Dominant: Extraverted Feeling
- ESFJs tend to make decisions based on personal feeling, emotions, and concern for others. They tend to think more about the personal impact of a decision rather than considering objective criteria.
- ESFJs tend to judge people and situations based upon their “gut feelings.” They often make snap decisions as a result and are quick to share their feelings and opinions. This tendency can be great in some ways, as it allows them to make choices rather quickly. On the negative side, it can sometimes lead to overly harsh judgments of others.
Auxiliary: Introverted Sensing
- ESFJs are more focused on the present than on the future. They are interested in concrete, immediate details rather than abstract or theoretical information.
Tertiary: Extraverted Intuition
- This cognitive function helps ESFJs make connections and find creative solutions to problems.
- ESFJs are known to explore the possibilities when looking at a situation. They can often find patterns that allow them to gain insights into people and experiences.

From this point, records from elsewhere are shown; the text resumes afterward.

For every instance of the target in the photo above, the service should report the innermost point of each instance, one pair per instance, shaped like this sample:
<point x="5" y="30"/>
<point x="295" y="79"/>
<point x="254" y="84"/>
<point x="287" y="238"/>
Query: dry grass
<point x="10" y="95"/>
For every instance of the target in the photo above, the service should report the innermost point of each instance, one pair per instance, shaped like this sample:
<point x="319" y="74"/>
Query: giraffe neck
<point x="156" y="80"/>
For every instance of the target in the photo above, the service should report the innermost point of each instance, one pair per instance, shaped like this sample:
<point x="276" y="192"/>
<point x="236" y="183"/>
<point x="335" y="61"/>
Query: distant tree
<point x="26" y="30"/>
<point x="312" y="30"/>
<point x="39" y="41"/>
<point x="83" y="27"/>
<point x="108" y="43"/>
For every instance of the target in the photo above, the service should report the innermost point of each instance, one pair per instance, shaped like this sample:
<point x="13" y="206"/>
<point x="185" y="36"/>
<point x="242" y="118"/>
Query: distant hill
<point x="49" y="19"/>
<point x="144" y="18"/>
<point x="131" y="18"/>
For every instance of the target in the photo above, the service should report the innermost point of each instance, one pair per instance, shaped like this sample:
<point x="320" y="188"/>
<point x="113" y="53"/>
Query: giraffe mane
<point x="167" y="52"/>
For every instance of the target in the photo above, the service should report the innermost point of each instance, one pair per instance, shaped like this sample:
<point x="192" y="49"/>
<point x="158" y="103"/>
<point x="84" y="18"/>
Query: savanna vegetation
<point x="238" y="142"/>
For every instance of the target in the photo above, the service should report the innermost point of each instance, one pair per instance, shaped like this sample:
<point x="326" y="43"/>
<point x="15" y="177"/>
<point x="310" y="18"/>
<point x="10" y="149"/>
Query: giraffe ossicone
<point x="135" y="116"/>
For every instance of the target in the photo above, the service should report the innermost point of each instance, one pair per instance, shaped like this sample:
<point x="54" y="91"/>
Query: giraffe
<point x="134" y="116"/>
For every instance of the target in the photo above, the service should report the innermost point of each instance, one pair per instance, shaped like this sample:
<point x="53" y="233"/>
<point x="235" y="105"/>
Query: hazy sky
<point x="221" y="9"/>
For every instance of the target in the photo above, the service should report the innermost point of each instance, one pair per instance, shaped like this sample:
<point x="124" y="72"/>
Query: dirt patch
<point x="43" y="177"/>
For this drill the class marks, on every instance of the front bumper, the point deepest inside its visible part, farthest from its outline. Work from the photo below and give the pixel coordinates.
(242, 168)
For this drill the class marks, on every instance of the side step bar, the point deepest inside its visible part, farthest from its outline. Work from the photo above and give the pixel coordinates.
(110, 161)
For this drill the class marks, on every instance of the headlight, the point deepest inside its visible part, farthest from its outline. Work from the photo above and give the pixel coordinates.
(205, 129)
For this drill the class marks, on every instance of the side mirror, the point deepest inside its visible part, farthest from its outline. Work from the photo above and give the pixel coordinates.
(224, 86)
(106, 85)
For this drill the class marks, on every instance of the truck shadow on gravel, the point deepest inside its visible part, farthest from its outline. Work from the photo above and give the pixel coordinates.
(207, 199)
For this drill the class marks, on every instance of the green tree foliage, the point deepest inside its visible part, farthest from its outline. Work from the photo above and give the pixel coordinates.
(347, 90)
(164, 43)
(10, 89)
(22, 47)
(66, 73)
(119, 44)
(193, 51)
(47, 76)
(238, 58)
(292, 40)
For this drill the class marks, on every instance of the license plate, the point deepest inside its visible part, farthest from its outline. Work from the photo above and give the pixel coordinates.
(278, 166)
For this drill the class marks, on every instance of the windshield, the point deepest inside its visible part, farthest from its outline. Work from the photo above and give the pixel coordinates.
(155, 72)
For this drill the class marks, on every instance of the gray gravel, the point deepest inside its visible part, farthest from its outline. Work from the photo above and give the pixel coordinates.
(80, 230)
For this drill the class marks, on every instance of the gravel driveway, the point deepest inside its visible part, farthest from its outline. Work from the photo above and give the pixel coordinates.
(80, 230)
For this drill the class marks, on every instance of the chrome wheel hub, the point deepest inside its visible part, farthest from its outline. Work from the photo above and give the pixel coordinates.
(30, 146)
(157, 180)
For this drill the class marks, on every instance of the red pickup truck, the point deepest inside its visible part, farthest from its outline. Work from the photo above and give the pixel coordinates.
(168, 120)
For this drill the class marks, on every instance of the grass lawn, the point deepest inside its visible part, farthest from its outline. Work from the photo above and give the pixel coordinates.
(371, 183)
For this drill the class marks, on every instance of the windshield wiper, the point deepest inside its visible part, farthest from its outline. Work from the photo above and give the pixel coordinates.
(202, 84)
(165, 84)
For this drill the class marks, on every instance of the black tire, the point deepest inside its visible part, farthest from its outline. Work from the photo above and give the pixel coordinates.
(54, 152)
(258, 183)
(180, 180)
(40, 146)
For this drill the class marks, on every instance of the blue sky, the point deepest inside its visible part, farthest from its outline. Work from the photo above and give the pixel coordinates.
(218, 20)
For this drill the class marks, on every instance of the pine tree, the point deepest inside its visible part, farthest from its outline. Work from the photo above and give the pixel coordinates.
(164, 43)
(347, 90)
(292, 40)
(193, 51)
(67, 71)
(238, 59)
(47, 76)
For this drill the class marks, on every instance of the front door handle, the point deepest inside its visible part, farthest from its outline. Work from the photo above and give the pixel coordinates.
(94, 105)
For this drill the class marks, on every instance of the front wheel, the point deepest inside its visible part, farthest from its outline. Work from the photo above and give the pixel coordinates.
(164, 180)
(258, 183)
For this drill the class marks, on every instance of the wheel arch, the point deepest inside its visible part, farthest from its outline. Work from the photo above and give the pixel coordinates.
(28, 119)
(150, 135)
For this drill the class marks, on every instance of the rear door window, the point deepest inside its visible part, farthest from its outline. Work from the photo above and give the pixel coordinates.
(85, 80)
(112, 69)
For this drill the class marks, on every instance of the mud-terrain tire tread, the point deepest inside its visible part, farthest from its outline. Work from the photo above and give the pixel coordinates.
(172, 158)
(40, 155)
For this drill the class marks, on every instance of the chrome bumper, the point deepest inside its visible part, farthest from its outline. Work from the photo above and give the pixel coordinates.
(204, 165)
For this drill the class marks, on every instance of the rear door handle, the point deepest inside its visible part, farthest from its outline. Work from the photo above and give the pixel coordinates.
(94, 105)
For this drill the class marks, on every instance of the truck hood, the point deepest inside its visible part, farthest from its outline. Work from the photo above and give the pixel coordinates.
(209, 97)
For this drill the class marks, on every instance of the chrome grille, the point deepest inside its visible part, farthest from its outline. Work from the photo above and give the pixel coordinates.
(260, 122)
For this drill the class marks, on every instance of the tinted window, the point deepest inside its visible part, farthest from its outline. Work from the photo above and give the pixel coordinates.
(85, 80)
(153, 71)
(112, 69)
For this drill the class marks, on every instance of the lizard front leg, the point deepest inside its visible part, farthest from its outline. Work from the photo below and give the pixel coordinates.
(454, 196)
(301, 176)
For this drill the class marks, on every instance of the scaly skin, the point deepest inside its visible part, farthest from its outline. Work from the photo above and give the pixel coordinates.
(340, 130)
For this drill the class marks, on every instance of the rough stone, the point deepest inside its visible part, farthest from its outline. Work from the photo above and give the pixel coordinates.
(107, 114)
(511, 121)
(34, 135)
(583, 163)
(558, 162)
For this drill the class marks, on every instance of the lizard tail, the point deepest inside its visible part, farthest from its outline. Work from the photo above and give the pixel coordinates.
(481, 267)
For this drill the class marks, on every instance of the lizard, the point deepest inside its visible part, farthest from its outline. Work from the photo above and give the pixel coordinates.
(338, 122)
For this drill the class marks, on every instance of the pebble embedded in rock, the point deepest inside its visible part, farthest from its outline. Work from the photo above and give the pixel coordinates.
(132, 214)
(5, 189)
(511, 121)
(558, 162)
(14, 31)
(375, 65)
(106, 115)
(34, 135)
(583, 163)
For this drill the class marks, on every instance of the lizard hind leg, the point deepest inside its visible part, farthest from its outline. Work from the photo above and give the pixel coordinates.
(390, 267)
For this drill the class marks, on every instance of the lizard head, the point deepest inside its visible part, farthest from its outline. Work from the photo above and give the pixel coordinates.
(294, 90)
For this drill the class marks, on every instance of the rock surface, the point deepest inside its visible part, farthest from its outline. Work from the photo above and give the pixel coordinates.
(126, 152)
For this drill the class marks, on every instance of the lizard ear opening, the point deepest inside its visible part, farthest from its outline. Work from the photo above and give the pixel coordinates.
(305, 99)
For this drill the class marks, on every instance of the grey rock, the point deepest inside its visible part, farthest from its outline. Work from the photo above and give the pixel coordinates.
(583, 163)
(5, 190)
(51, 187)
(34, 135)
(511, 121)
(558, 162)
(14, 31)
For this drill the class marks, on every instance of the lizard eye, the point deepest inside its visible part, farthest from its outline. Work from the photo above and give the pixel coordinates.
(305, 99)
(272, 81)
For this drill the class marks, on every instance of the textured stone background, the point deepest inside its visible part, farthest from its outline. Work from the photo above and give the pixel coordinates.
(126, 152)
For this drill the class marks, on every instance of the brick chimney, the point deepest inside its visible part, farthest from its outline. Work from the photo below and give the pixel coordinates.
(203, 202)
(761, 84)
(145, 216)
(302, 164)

Inferior: Introverted Thinking
- ESFJs are organized and like to plan things out in advance. Planning helps people with this personality type feel more in control of the world around them.
- This aspect of personality helps the ESFJ analyze complex information, but it is often a point of weakness, especially when it comes to making sense of abstract or theoretical concepts.
ESFJs You Might Know
- Sally Field, actress
- Sam Walton, Wal-Mart founder
- William McKinley, U.S. President
- Barbara Walters, television journalist
- Joy, film character, Inside Out
As extroverts, ESFJs love spending time with other people. Not only do they gain energy from social interaction, they are genuinely interested in the well-being of others. They are frequently described as warm-hearted and empathetic, and they will often put the needs of others ahead of their own.
They typically feel insecure in situations where things are uncertain or chaotic. While this makes ESFJs well suited to positions that involve managing or supervising people, it can also lead to conflicts when they try to exercise control over people who do not welcome such direction.
Because ESFJs enjoy helping others, they often do well in practical settings that involve taking a caregiver role. Social service and healthcare careers are two areas in particular in which ESFJs may excel at applying their helping nature and desire for order.
ESFJs have a number of traits that make them ideally suited to certain careers. For example, their dependability and innate need to take care of others mean that they often do well in jobs that involve supporting and caring for people such as nursing or teaching.
Popular ESFJ Careers
- Social work
- Office manager
Tips for Interacting With ESFJs
ESFJ can be selfless to the point of overlooking their own needs to ensure that other people are happy. Being a good friend to someone with this personality type means you should express your appreciation of their giving nature, but also make sure that you reciprocate their kindness.
ESFJ children are responsible and enjoy spending time with their family. Your child needs regular encouragement. Show your involvement by showing enthusiasm and support for their interests and activities. These children also have a strong need for routine. Establish rules and stick to them. ESFJ children feel more assured and confident when they know what they can expect.
In romance, ESFJs are very devoted, supportive, and loyal. They are not interested in casual relationships and are focused on developing long-term commitments. You can support your partner by showing how much you love and appreciate them. Being responsive by showing affection and returning gestures of love is important.